Answer C — Unknown or Undetermined The inspector was unable to confirm whether a qualifying SWR layer is present. This may occur when the roof covering is tile or metal and the underlayment beneath it cannot be directly observed, when attic access is limited, or when documentation of the underlayment type is not available. In these situations the inspector records what could and could not be verified and selects Answer C.

What This Means for SWFL Homeowners

If your roof was replaced in the last 10 to 15 years, there is a reasonable chance it has some form of qualifying SWR — particularly if the work was done under a permit and inspected. Fully adhered modified bitumen underlayments have become increasingly common as roofing contractors have become more familiar with Florida’s requirements. Peel-and-stick products like GAF WeatherWatch, CertainTeed WinterGuard, and similar products are widely used in this market.

If you are planning a roof replacement, asking your contractor specifically about SWR and requesting a product that meets ASTM D1970 is one of the more straightforward ways to improve your wind mitigation report outcome before the inspector ever arrives.

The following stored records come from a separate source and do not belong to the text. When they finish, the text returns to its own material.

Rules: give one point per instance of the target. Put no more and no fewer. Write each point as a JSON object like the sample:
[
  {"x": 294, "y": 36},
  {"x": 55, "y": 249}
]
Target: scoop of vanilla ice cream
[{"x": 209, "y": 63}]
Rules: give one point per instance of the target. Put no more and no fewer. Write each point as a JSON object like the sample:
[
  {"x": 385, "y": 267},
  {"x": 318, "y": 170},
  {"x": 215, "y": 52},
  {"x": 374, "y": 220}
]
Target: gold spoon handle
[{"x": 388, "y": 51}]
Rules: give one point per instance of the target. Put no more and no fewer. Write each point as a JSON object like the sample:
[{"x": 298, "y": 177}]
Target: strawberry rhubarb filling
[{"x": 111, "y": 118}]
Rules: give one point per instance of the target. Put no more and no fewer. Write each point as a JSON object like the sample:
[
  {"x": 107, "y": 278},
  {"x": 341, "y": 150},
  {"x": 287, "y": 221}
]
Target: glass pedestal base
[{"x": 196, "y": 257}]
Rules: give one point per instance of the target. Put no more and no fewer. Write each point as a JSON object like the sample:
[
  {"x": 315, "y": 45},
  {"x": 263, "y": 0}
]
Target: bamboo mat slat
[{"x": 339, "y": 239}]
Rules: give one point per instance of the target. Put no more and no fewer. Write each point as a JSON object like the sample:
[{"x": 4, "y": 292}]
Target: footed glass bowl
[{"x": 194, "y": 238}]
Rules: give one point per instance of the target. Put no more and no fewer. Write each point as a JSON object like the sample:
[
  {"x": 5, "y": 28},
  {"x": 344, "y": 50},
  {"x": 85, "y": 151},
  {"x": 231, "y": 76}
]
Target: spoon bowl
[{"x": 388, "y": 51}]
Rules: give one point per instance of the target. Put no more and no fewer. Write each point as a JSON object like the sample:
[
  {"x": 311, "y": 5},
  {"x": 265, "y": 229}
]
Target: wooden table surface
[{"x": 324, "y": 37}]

*Important: Standard Spray Foam Insulation Does Not Qualify
This is one of the most commonly misunderstood points in this section. If you have spray foam insulation in your attic — the kind sprayed across the underside of the roof deck as a thick continuous blanket for energy efficiency — that does not qualify as Answer E. The spray foam that qualifies is a completely different product used in a completely different way. It is a purpose-engineered closed-cell polyurethane foam adhesive applied precisely along the junction where each rafter or truss meets the roof deck and at every seam between deck panels. It must carry a Florida product approval number confirming it has been independently tested to achieve a specific wind uplift resistance rating. Standard spray foam insulation has not been tested for structural wind uplift and carries no such rating regardless of how thick or complete the application is.

To make things more complicated, a full spray foam insulation application can actually prevent the inspector from evaluating deck attachment at all — the nails and fasteners beneath the foam are completely obscured — which can result in an Unknown answer rather than any credit. If a contractor has suggested your spray foam will help your wind mitigation report, ask them for the specific product name, the Florida product approval number, and documentation confirming it was applied for structural wind uplift purposes. Without that documentation, it will not qualify.